The Philosophy of 'As if': A System of the Theoretical, Practical and Religious Fictions of Mankind
- Title page of the German edition
- Author: Hans Vaihinger
- Original title: Die Philosophie des Als Ob
- Language: German
- Subjects: Epistemology Immanuel Kant
- Published: 1911 (Reuther & Reichard, in German); 1924 (Harcourt Brace, in English);
- Publication place: Germany
- Media type: Print (Hardcover and Paperback)
- Pages: 368 (1968 Routledge edition)
- ISBN: 978-1508663751

= The Philosophy of 'As if' =

1911 book by Hans Vaihinger

The Philosophy of 'As if' (hereafter As If ) is a 1911 book by the German philosopher Hans Vaihinger, based on his dissertation of 1877, which thereafter became his best known work.
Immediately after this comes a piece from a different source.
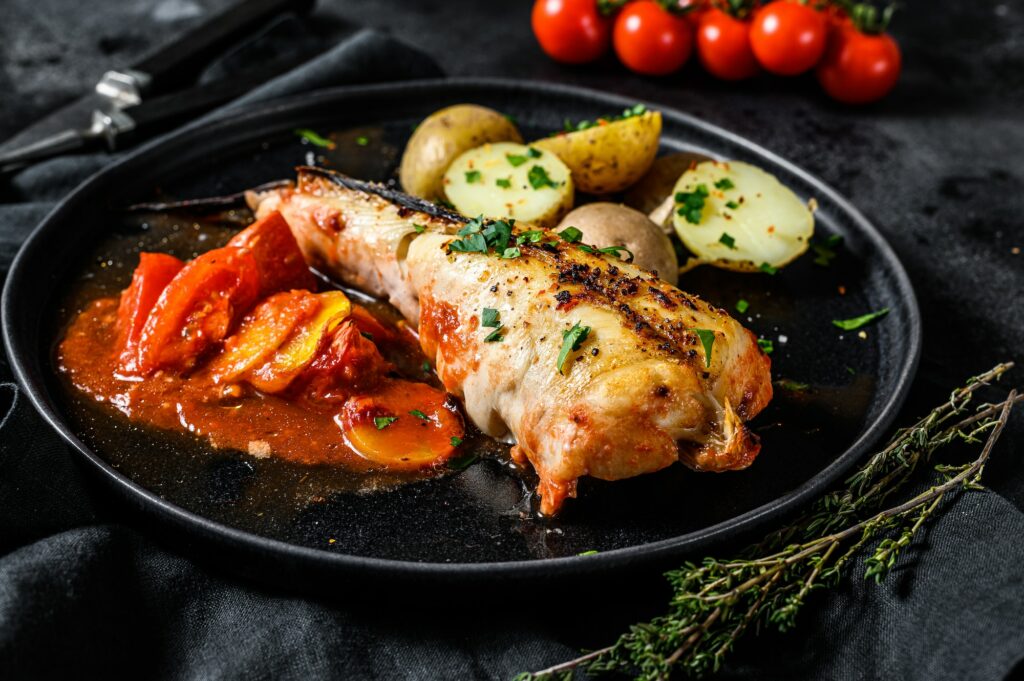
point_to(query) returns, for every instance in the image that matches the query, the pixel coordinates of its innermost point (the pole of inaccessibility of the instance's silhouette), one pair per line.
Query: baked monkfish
(589, 365)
It was published in an English translation by C. K. Ogden in 1924.

Within a philosophical framework of epistemology, the book argues for false premises or false assumptions as a viable cognitive heuristic, in the realms of both science and religion. For example, simplified models used in the physical sciences are often formally false, but nevertheless close enough to the truth to furnish useful insight; this is understood as a form of idealization.

==Full title and further editions==
The full English title of the book is The Philosophy of 'As if': A System of the Theoretical, Practical and Religious Fictions of Mankind (Die Philosophie des Als Ob).

Routledge published a new edition of the book in 2021 with a new foreword by Michael A. Rosenthal, a Canadian professor of Jewish Studies, in its 'Routledge Classics' imprint.

==Summary==
The book presents an epistemology as well as a practical world and life view. Vaihinger describes human knowledge as erroneous and contradictory and asks how to explain the fact that one can still arrive at the right thing based on these false assumptions. Vaihinger's answer is that the assumptions are a practically useful fiction, and that knowledge can therefore only be pragmatically substantiated by the success that is achieved in its application. Religious and metaphysical views, like logic, are not true in an objective sense, since this cannot be established. Instead, the question had to be asked whether it was useful to act "as if" they were true.

==Reception==
In his biography, Philosopher at Large, Mortimer J. Adler notes that this book was one of his influences on his first book, Dialectic.